Imagine today that I write down my thoughts about an object-A.
I title my file “29 My thoughts on Object A”, and I put it under 2020/10.
Three days later, I have a new thought for object-A.
What to do?
It’s only been three days, and I remember “29 My thoughts on Object A”.
I could add this additional thought in 2020/10/29.
Yes, but this thought arrived on 2020/11/01.
And if I put it in 2020/10/29, I betray the rule of time.
If I follow the rule of time, I produce a new note titled “01 An additional thought on object-A” and then put it under 2020/11. And so as not to lose the thread between these two notes, I create a link from one to the other.
Yes, but is this link relevant?
Because this link has no other purpose than to overcome a temporal gap between the sequence of my thoughts on the object-A.

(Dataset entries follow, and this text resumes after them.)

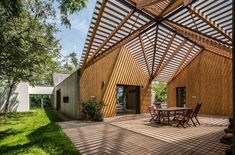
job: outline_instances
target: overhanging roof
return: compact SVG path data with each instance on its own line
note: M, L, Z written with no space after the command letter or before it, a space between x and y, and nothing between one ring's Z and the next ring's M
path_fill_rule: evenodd
M151 79L168 82L203 49L231 57L232 0L97 0L80 65L126 46Z

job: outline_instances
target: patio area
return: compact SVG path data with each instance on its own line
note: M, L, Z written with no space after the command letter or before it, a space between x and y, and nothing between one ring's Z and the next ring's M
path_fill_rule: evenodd
M104 122L60 124L82 154L225 154L220 143L226 117L199 116L201 125L177 128L149 122L150 116L125 115Z

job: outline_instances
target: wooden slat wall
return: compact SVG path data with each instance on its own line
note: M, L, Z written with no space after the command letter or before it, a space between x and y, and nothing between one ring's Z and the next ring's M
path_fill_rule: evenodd
M105 81L103 88L102 81ZM84 70L80 80L81 101L88 100L91 96L95 96L97 101L103 99L106 103L105 117L115 116L117 84L143 86L141 113L147 112L151 102L149 78L125 47L115 50Z
M202 102L201 114L231 115L231 63L231 59L203 51L168 83L168 106L176 106L176 87L185 86L187 107Z

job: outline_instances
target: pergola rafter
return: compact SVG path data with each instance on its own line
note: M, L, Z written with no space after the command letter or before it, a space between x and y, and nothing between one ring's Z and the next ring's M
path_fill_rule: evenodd
M231 58L231 0L222 1L97 0L82 70L122 46L150 80L166 82L202 49Z
M186 43L186 39L184 39L180 45L177 47L177 49L170 55L170 57L166 60L165 63L162 64L162 66L159 68L159 70L156 70L156 72L154 73L153 77L157 78L157 76L161 73L161 71L167 66L167 64L171 61L171 59L175 56L175 54L177 52L179 52L179 50L182 48L182 46Z
M107 44L107 42L114 36L114 34L127 22L127 20L134 14L135 10L131 10L128 15L118 24L118 26L109 34L106 40L99 46L99 48L93 53L93 55L89 58L91 61L95 55Z
M187 7L187 9L194 14L196 17L198 17L199 19L201 19L203 22L205 22L207 25L210 25L210 27L212 27L213 29L215 29L216 31L218 31L219 33L221 33L223 36L225 36L229 41L232 42L232 38L231 36L229 36L226 32L223 31L223 29L219 29L218 27L216 27L214 24L211 24L207 18L202 18L202 16L199 15L199 13L197 13L196 11L194 11L193 9ZM231 45L231 44L230 44Z
M149 77L151 77L150 66L149 66L149 63L148 63L148 59L147 59L147 55L146 55L146 51L145 51L145 48L144 48L144 43L143 43L141 35L139 35L139 40L140 40L140 43L141 43L141 48L143 50L143 56L144 56L144 60L145 60L145 63L146 63L146 67L148 69Z

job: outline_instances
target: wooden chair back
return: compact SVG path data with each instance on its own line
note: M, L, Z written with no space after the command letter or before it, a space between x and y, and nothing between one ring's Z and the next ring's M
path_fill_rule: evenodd
M154 110L154 106L149 106L148 107L148 110L149 110L149 113L152 115L152 114L155 114L155 110Z
M197 103L196 107L193 110L192 117L197 117L197 114L199 113L201 106L202 106L202 103Z
M186 113L184 114L184 119L185 120L189 119L191 117L192 113L193 113L192 109L187 109Z
M159 103L159 102L156 102L155 106L156 106L156 108L162 108L161 103Z

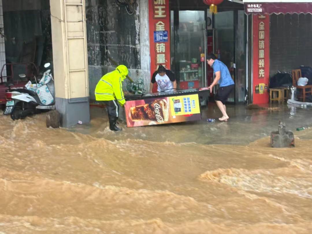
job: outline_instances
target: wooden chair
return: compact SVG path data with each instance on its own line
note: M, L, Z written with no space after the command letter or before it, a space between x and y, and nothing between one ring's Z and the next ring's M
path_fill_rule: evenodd
M305 101L305 98L307 95L312 94L312 85L306 85L305 86L298 86L297 85L298 80L300 77L302 77L301 70L298 69L292 70L293 85L297 88L297 90L300 90L300 94L297 95L297 97L302 100L302 101Z
M270 89L270 101L277 101L279 103L287 101L288 98L288 89L285 87Z

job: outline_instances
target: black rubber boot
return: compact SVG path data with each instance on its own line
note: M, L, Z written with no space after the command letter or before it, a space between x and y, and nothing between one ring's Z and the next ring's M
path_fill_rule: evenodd
M116 126L117 118L115 117L110 117L110 129L112 131L121 131L122 129Z

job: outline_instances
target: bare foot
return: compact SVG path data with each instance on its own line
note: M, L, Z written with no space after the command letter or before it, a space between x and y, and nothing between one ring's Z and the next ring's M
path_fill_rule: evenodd
M229 119L229 117L228 116L222 116L221 118L219 118L219 120L220 121L225 121L227 122L227 120Z

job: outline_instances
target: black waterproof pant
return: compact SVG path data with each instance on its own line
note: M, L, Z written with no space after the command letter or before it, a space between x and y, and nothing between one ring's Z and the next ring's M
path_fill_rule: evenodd
M112 131L116 131L118 128L116 126L116 123L119 116L119 105L118 102L115 100L98 101L97 102L106 105L110 121L110 129Z

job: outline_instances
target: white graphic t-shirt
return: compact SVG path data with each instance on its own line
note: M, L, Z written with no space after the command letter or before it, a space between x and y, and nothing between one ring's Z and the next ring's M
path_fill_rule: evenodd
M157 92L172 91L173 86L172 82L175 80L173 73L169 70L166 70L166 75L161 76L156 71L153 75L152 83L157 82Z

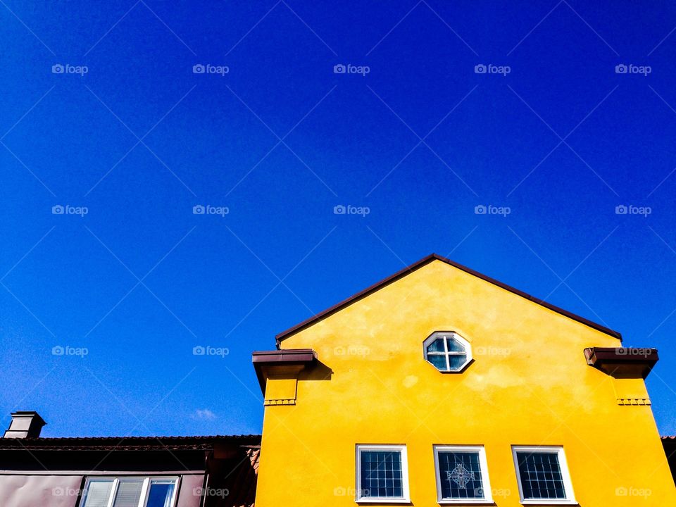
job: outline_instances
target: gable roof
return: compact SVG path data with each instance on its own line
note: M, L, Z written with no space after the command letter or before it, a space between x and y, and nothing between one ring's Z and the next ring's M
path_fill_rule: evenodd
M330 308L328 308L326 310L321 311L319 313L317 313L316 315L313 315L310 318L306 320L303 320L303 322L299 324L296 324L296 325L292 327L289 327L286 331L282 331L276 337L275 337L275 341L277 342L277 349L280 348L280 345L282 342L282 340L286 338L288 338L292 334L294 334L296 332L306 327L308 327L309 326L312 325L313 324L317 322L319 322L320 320L323 320L327 317L329 317L330 315L342 310L345 306L347 306L348 305L351 304L352 303L354 303L356 301L359 301L360 299L362 299L366 297L367 296L372 294L373 292L375 292L379 289L381 289L385 287L386 285L388 285L392 283L393 282L396 282L400 278L403 278L407 275L413 273L413 271L415 271L416 270L420 269L423 266L427 265L427 264L429 264L430 263L434 261L441 261L443 263L446 263L446 264L452 265L453 268L457 268L458 269L461 270L465 273L469 273L470 275L473 275L477 278L481 278L482 280L485 280L489 283L493 284L494 285L496 285L499 287L501 287L501 289L504 289L505 290L508 290L510 292L515 294L517 296L520 296L522 298L525 298L526 299L528 299L529 301L531 301L533 303L539 304L541 306L544 306L544 308L549 308L549 310L551 310L552 311L555 311L557 313L561 313L561 315L565 315L568 318L572 319L573 320L577 320L577 322L582 324L584 324L584 325L589 326L592 329L595 329L597 331L601 331L601 332L606 333L606 334L609 334L611 337L613 337L614 338L617 338L620 341L622 340L622 334L618 331L615 331L613 330L610 329L609 327L606 327L606 326L601 325L601 324L598 324L595 322L589 320L589 319L586 319L584 317L581 317L579 315L576 315L575 313L569 312L568 310L564 310L563 308L559 308L558 306L553 305L551 303L548 303L547 301L544 301L542 299L538 299L537 298L534 297L530 294L527 294L526 292L524 292L523 291L520 291L518 289L515 289L514 287L510 285L507 285L506 284L504 284L502 282L499 282L495 280L494 278L491 278L489 276L486 276L485 275L483 275L482 273L480 273L478 271L475 271L474 270L470 269L467 266L464 266L462 264L458 264L458 263L454 262L450 259L448 259L446 257L442 257L442 256L437 255L436 254L430 254L427 257L425 257L420 259L420 261L418 261L418 262L413 263L411 265L404 268L401 271L397 271L394 275L391 275L387 278L384 278L380 280L377 283L375 283L373 285L371 285L370 287L367 287L366 289L364 289L363 291L360 292L357 292L357 294L354 294L353 296L351 296L346 299L344 299L339 303L334 304L333 306L331 306Z

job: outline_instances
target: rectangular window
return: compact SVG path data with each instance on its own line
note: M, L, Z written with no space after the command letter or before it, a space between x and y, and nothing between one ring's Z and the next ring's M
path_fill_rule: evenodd
M173 507L178 477L89 477L82 507Z
M358 445L356 498L360 503L408 503L406 447Z
M439 503L492 503L483 446L434 446Z
M521 503L576 503L563 447L512 447Z

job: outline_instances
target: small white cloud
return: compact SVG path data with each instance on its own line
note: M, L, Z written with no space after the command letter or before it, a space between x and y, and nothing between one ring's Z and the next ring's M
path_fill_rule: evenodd
M213 420L216 417L216 415L208 408L198 408L192 415L193 419L199 420Z

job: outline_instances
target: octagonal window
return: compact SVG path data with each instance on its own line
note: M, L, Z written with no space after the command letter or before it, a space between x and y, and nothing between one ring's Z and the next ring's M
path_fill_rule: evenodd
M459 372L472 361L469 342L455 332L432 333L423 344L425 358L442 372Z

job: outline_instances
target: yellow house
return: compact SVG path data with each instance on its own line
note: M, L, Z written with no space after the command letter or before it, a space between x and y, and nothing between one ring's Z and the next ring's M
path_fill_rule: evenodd
M431 255L255 352L256 507L676 506L653 349Z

I could eliminates the need a link, if I was willing to deviate from the time rule.
I need to be able to assess whether the link makes sense.
Was the context of these three days really necessary for this little extra thought?
Because this thought isn’t really a new thought, just a little extra thought.
An oversight.
It’s not really an oversight, but it could be like an oversight.
I must know how to estimate the load of difference between the thoughts which concern the same object.
A significant amount of difference would have made me perceive this thought as sufficiently individual. And then I would have gladly placed it in 2020/11/01.
And I would have linked them together.
But when I look at this little extra thought that was rejected in the next month, it seems to me that it belongs by right to the three days before it, like the latecomer of a procession.
Have you encountered this kind of case, and how do you resolve it?
Do I have to relentlessly follow the law of time, to avoid any friction related to the location of things?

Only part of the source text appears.